[Petal] UTF8 under Perl 5.6.1

William McKee william at knowmad.com
Mon Feb 28 20:23:55 GMT 2005


On Mon, Feb 28, 2005 at 04:49:54PM +0100, Michele Beltrame wrote:
> >I tried using Encode but quickly realized that it is not available under
> >Perl 5.6. So, does anyone have any idea of what encoding Perl uses in
> 
> I think you can install it, it's available on CPAN. However, I don't 
> know how it works under Perl 5.6.x. ;-)

Apparently not since this line is in the Makefile.PL:

  use 5.007003;

My initial research was concluding that I should not use Petal 2 with
Perl 5.6.x because Unicode support is incomplete and experimental. As an
example, I have an application with 3 templates. Two of the pages
generate iso-8859-1 output. One of the pages generates utf8 output.

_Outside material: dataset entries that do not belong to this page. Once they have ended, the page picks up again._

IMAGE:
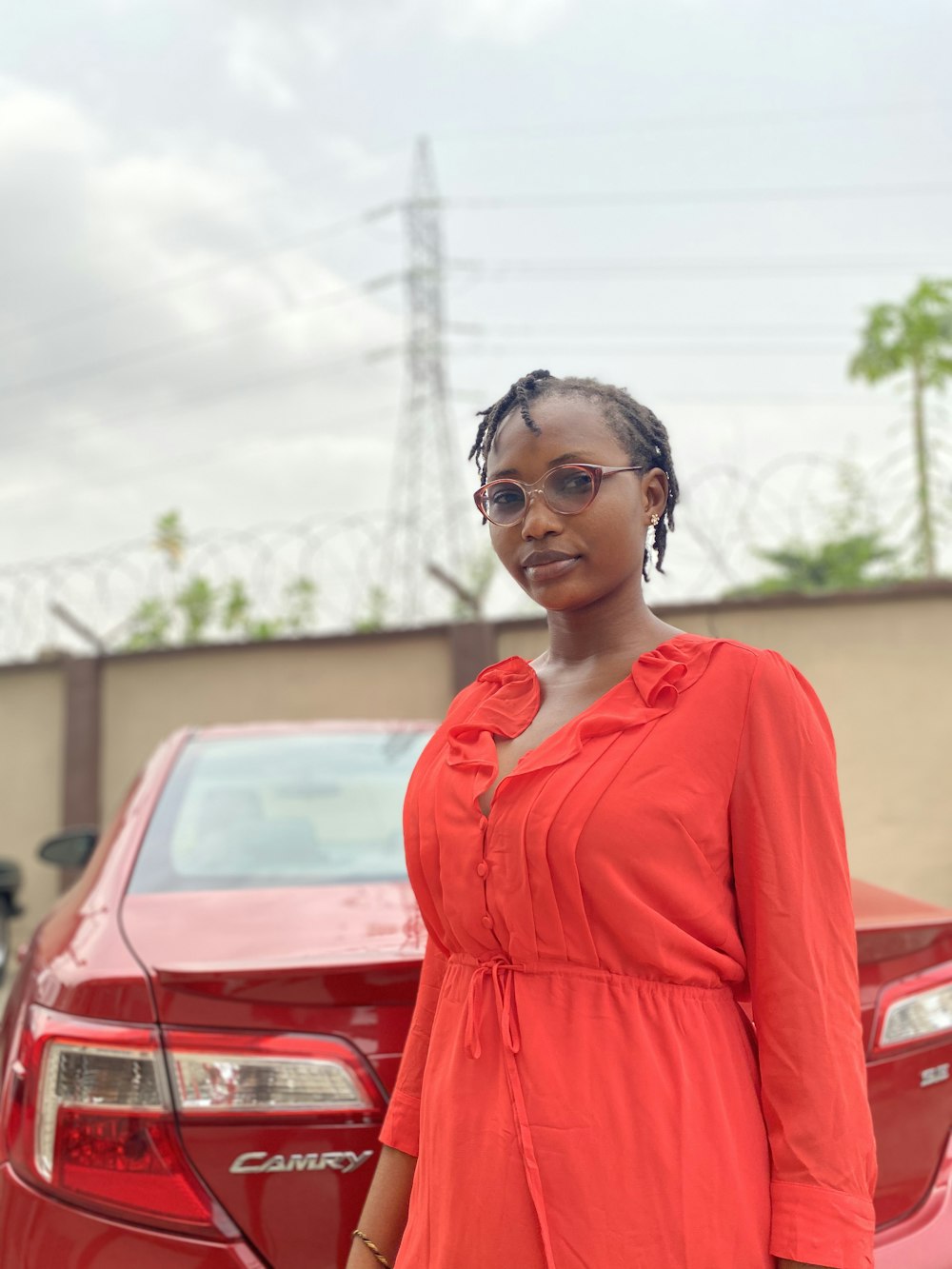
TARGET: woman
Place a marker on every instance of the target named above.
(613, 849)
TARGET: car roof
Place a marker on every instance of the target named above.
(310, 727)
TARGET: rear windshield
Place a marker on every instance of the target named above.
(243, 812)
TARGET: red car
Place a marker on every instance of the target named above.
(197, 1051)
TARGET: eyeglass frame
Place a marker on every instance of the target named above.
(598, 473)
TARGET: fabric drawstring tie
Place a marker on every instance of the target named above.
(499, 972)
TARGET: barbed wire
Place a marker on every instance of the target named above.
(729, 517)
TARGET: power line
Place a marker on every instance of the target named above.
(166, 286)
(695, 269)
(644, 349)
(701, 121)
(211, 454)
(649, 198)
(179, 343)
(235, 387)
(768, 330)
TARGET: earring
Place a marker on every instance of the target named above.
(649, 561)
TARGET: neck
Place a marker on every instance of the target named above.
(620, 625)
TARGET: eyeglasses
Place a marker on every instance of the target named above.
(567, 490)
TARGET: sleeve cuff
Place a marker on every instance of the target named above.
(402, 1124)
(822, 1226)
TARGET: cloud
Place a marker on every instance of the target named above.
(257, 57)
(152, 312)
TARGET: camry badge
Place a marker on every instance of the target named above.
(933, 1075)
(333, 1160)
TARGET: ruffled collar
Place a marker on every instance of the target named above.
(512, 698)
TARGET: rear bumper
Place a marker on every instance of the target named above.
(924, 1239)
(40, 1233)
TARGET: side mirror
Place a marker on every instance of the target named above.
(70, 848)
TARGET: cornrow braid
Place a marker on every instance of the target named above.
(638, 427)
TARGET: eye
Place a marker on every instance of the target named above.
(574, 481)
(505, 495)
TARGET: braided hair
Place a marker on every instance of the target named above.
(643, 434)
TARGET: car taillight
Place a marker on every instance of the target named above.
(914, 1010)
(297, 1077)
(90, 1119)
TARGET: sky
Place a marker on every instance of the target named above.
(202, 296)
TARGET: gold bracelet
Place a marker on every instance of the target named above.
(372, 1248)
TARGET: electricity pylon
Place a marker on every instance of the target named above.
(426, 494)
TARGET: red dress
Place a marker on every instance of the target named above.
(581, 1084)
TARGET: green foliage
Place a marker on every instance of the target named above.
(200, 609)
(375, 610)
(852, 553)
(913, 339)
(478, 576)
(197, 603)
(170, 538)
(913, 336)
(150, 625)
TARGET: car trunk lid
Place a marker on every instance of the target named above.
(327, 972)
(901, 942)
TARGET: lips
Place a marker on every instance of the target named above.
(547, 565)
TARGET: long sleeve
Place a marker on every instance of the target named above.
(402, 1124)
(796, 922)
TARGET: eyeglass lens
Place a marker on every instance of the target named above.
(565, 488)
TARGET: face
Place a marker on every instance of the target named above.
(567, 563)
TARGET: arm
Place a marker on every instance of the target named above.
(384, 1215)
(796, 922)
(385, 1211)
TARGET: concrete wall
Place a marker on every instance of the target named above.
(882, 663)
(30, 780)
(402, 675)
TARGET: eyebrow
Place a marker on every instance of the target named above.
(563, 458)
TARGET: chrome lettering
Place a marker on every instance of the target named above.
(933, 1075)
(333, 1160)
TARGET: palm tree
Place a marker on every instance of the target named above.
(916, 339)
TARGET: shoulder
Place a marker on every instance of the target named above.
(762, 677)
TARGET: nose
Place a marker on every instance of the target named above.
(540, 519)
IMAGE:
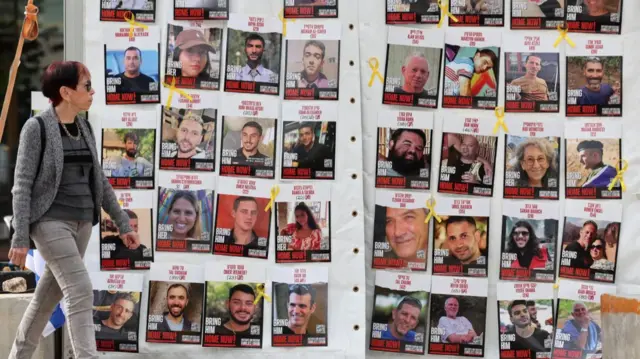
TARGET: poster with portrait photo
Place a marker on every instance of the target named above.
(590, 240)
(403, 159)
(529, 237)
(254, 46)
(117, 254)
(116, 310)
(309, 140)
(193, 57)
(488, 13)
(310, 9)
(400, 234)
(120, 10)
(579, 327)
(312, 64)
(400, 309)
(532, 158)
(468, 158)
(461, 238)
(300, 309)
(131, 64)
(242, 224)
(594, 77)
(200, 9)
(593, 154)
(412, 12)
(458, 314)
(188, 133)
(249, 133)
(525, 319)
(594, 16)
(532, 73)
(185, 212)
(303, 223)
(471, 68)
(234, 305)
(174, 313)
(129, 149)
(537, 14)
(412, 72)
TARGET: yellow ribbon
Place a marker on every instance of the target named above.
(261, 294)
(374, 65)
(444, 6)
(500, 120)
(172, 88)
(619, 176)
(275, 190)
(133, 23)
(431, 204)
(564, 34)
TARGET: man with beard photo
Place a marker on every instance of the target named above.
(177, 300)
(527, 334)
(241, 308)
(406, 153)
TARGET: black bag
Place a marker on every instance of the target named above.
(43, 142)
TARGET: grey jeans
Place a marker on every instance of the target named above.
(62, 245)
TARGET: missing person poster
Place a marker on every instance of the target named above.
(310, 9)
(537, 14)
(193, 57)
(121, 10)
(400, 234)
(579, 327)
(529, 237)
(458, 315)
(594, 16)
(312, 64)
(234, 305)
(300, 306)
(174, 313)
(400, 310)
(532, 73)
(201, 9)
(532, 158)
(412, 73)
(461, 238)
(242, 224)
(471, 68)
(115, 252)
(403, 158)
(590, 240)
(477, 13)
(525, 319)
(188, 133)
(254, 45)
(593, 154)
(468, 156)
(116, 310)
(131, 64)
(249, 133)
(129, 149)
(594, 77)
(412, 12)
(303, 223)
(309, 140)
(185, 212)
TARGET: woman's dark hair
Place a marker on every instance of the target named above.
(531, 249)
(59, 74)
(311, 222)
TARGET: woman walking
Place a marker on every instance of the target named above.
(56, 202)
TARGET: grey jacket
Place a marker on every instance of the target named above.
(32, 197)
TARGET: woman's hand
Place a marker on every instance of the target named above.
(18, 256)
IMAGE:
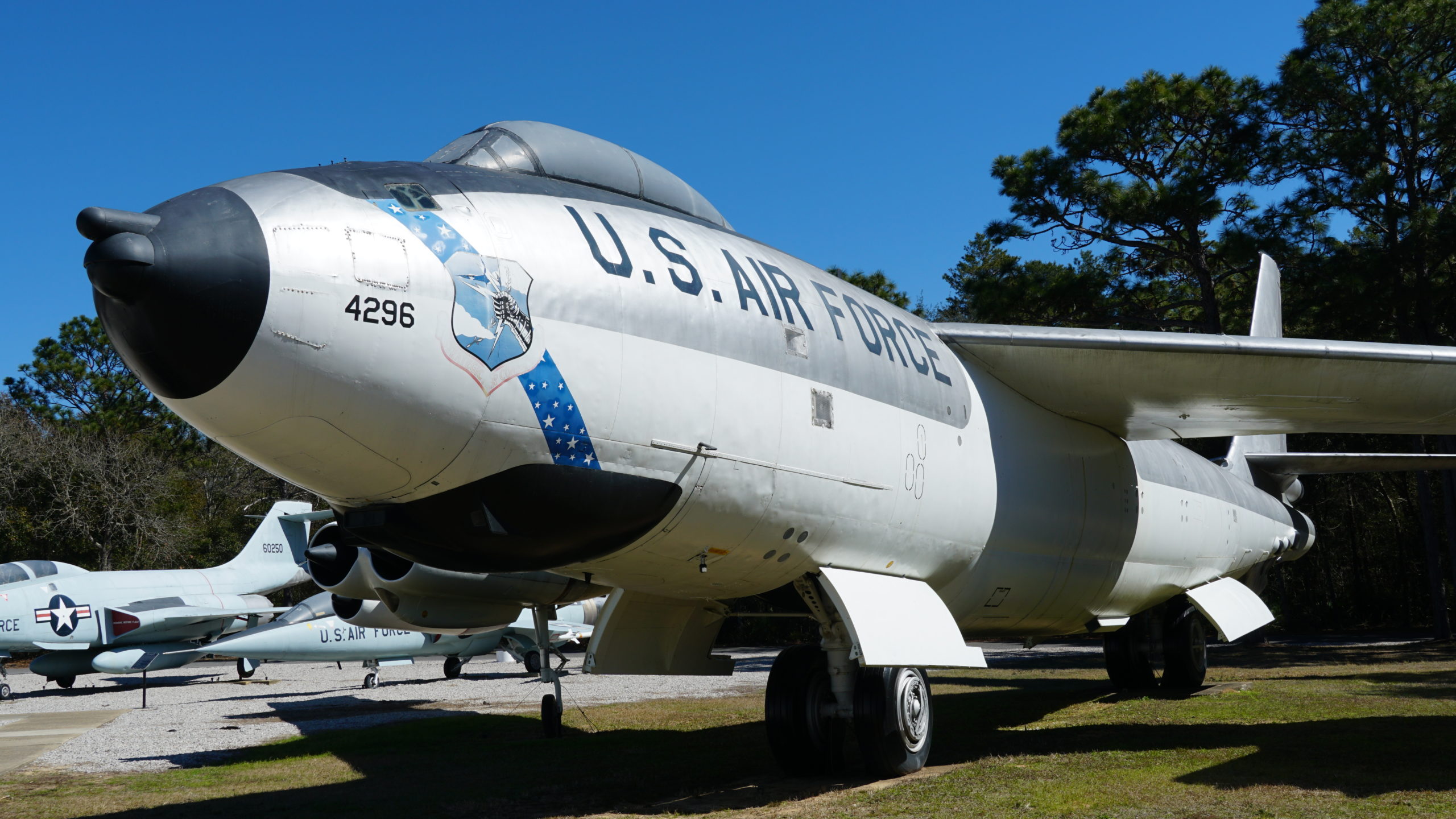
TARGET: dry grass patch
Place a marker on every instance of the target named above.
(1320, 734)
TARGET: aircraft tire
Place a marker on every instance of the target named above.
(1186, 646)
(804, 741)
(551, 716)
(893, 721)
(1129, 653)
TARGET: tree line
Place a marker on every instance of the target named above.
(98, 473)
(1160, 196)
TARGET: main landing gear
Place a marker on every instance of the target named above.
(816, 693)
(1173, 637)
(892, 716)
(453, 667)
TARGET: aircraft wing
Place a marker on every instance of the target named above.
(1167, 385)
(184, 615)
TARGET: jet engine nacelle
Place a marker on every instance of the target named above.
(435, 599)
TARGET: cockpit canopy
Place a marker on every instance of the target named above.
(551, 151)
(25, 570)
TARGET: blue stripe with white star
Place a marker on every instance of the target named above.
(558, 416)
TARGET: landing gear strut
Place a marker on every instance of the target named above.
(1171, 639)
(551, 703)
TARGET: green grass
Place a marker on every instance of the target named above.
(1320, 734)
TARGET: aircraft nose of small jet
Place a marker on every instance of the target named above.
(180, 289)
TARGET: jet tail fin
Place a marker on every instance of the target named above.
(277, 543)
(1269, 322)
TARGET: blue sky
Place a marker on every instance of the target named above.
(845, 133)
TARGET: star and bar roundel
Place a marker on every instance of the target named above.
(63, 615)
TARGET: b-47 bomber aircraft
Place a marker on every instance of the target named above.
(134, 621)
(313, 631)
(537, 350)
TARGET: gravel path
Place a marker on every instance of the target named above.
(194, 716)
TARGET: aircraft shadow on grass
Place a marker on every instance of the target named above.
(500, 767)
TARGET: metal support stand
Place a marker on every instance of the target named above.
(549, 674)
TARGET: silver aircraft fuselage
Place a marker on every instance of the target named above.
(670, 407)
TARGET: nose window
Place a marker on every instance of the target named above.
(12, 573)
(412, 196)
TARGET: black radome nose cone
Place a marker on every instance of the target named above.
(180, 289)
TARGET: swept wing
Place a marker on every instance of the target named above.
(1165, 385)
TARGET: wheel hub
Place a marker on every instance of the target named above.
(912, 710)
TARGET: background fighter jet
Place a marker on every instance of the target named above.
(313, 631)
(695, 416)
(131, 621)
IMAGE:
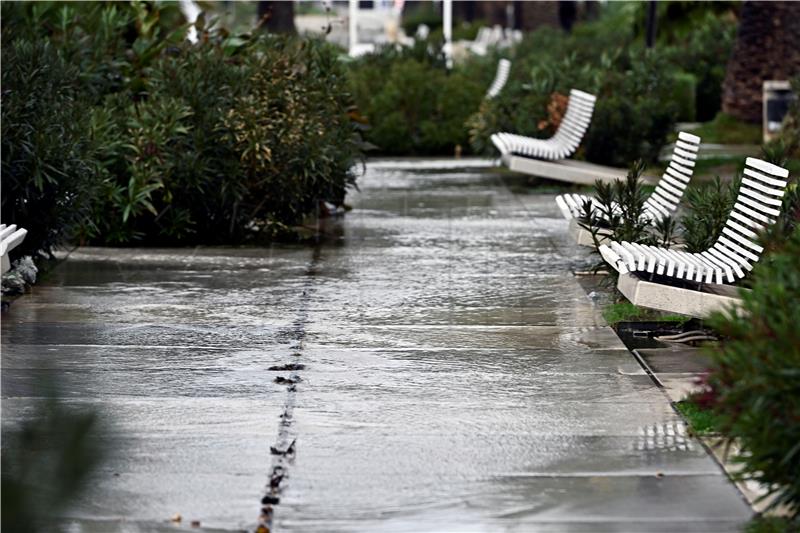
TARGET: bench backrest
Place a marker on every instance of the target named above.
(500, 78)
(669, 191)
(576, 120)
(758, 203)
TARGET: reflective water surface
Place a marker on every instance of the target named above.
(456, 377)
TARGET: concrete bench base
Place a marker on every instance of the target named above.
(678, 300)
(567, 170)
(583, 237)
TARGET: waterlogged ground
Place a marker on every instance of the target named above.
(456, 378)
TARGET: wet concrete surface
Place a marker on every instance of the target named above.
(457, 378)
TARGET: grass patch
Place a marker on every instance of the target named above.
(771, 524)
(627, 312)
(725, 129)
(701, 421)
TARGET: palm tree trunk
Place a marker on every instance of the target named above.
(767, 48)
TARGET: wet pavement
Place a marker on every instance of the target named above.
(456, 378)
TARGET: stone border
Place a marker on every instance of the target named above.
(568, 170)
(583, 237)
(699, 303)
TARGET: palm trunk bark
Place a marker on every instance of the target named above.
(767, 48)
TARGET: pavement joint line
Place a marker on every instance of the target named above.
(284, 449)
(647, 369)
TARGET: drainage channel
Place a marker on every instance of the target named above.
(285, 447)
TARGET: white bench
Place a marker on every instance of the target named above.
(10, 238)
(759, 200)
(661, 203)
(566, 140)
(500, 78)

This is a major problem because when I view chr(160), aka nbsp, in
latin1 when data is in utf8, I end up with the Acirc character being
displayed (btw, I found an excellent explanation[1] of why this happens
which has helped clear up my understanding of some of the unicode issues
I've encountered).

The crux of the problem is that I was having difficulty finding a way to
influence how perl 5.6.1 is reading in data from my templates. According
to the perlunicode docs for 5.6.1[2], this is a limitation of the
system. It turns out that pack can be used to influence this behavior.
By replacing the chr() functions with pack("U", xxx) functions, I was
able to get perl 5.6.1 to output UTF8 on all 3 of my pages.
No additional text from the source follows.